Sunday, 28 February 2010

A temporary life



It was early 1972 and I'd just quit my job at Olympia. The next day I wandered down to Hammersmith Broadway and went into an employment agency to register. I quite fancied a couple of days off to mooch around and maybe visit some friends in the Cotswolds, but it was not to be. I left my details and went back to my bedsit. I'd been back an hour and the doorbell rang. It was someone from the agency to say that they had a temp job and they needed me urgently. I went back to the agency and was sent off to do some temporary work in an office block in Victoria.
It seems incredible looking back, but there was full employment in the late 60s/early 70s. If you were a shop, office or factory worker in London, it was quite possible to quit one job and walk next door and get another within the hour.
I went on a couple of assignments with the agency that week. Two days later they fixed me up with an interview at Telfers and I started there the following Monday. Time out of work- half a day.
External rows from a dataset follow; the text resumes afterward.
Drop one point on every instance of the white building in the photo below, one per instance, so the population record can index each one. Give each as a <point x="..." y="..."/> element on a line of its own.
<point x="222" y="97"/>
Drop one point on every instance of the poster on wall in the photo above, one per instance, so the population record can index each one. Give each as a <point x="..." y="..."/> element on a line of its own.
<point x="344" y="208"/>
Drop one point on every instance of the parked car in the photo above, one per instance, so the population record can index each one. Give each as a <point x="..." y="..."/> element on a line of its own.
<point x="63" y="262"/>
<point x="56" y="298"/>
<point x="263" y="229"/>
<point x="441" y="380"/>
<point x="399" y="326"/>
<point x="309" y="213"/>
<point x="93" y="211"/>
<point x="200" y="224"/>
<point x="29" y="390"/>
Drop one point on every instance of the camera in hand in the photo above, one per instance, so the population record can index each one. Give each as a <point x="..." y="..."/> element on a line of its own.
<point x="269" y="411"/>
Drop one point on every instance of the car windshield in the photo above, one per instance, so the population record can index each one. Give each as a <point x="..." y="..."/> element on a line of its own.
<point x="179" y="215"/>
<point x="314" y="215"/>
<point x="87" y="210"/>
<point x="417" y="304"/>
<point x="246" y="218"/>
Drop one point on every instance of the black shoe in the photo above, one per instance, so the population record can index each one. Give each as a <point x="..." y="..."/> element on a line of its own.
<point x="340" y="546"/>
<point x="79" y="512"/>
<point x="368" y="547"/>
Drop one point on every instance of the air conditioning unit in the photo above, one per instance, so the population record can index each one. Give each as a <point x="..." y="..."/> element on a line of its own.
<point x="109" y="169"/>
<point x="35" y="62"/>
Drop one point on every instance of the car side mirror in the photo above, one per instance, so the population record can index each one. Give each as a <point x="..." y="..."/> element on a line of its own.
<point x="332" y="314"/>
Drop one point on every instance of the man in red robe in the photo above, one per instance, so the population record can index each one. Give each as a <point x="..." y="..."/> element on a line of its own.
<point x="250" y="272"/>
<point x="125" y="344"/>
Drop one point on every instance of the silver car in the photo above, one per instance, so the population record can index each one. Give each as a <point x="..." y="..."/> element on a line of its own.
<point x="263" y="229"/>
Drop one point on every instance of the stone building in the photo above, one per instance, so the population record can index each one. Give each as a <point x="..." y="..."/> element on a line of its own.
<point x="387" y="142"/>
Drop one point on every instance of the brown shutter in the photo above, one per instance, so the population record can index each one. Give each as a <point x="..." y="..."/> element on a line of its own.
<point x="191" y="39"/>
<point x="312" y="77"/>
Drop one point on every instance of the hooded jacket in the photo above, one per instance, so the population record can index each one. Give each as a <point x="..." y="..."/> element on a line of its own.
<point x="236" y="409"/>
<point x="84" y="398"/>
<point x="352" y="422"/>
I worked a day or two at the Gas Board accounts dept. They had fallen behind dealing with customer queries so they got temporary staff in to clear the backlog. It was impossible for a temporary worker who'd undergone all of ten minutes induction to make head or tail of the job. I shuffled papers on my desk and alternated between staring out of the window and going to the men's room until the end of the day. I never did understand what I was supposed to do at the office in Victoria either. I just picked up a piece of paper and wandered around trying to look busy. Nobody asked me what I was doing, so I carried on until the end of the day, had my card signed and went home.
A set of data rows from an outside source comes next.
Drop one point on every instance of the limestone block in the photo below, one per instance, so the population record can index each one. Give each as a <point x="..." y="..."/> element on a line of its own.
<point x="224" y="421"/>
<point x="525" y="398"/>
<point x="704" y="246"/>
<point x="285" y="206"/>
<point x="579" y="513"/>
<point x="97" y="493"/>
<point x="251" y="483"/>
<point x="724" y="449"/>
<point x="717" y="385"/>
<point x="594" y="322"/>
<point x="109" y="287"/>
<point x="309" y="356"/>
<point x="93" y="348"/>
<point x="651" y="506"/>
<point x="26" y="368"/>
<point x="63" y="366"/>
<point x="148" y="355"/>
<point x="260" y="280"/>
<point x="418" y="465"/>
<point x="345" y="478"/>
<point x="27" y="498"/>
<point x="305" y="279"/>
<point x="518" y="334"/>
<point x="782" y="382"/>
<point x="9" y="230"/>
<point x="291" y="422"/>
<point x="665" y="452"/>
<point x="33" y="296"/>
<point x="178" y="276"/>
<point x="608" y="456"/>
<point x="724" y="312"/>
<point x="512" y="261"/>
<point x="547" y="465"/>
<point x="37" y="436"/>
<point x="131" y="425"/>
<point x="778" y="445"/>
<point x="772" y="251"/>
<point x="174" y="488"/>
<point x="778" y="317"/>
I went back to temporary work in the mid 1990s. For about four years I did anything and everything. I parked vans, delivered charity bags and made house to house collections, prepared new cars for delivery to the dealers, and delivered stationery to schools in a 7 1/2 ton lorry. I also delivered furniture and even made bombproof security doors. I packed chocolate, made all sorts of bread and rolls including several million hot cross buns and even walked around a landfill site picking up litter. I enjoyed that one, except that my DMs finally started leaking. I'd walked mile upon mile in them, trudging around the streets of Hereford and Colchester, delivering charity bags.
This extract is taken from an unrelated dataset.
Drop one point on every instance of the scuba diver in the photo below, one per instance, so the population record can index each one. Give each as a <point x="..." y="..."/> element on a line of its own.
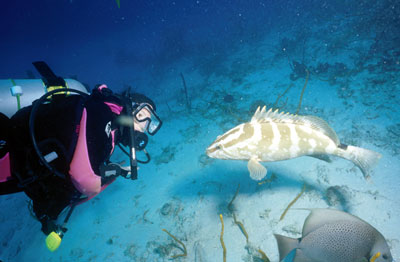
<point x="58" y="149"/>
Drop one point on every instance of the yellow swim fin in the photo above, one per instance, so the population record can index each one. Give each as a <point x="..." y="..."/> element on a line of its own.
<point x="53" y="241"/>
If there was work going I'd do it. I packed dog food in an open sided shed when it was snowing outside. It was either do that or not work at all. I worked in a leather belt factory, cutting the belts from the hides. I worked for the Environment Agency, plotting the flood defences on the Rivers Nene and Welland on the national computer. I typed up witness statements and collated evidence. I entered data on spreadsheets. I worked as a kitchen porter and washer upper. And I sold tickets to the 1998 World Cup from a call centre.
Call centres. I worked in a few of them. They need a chapter on their own.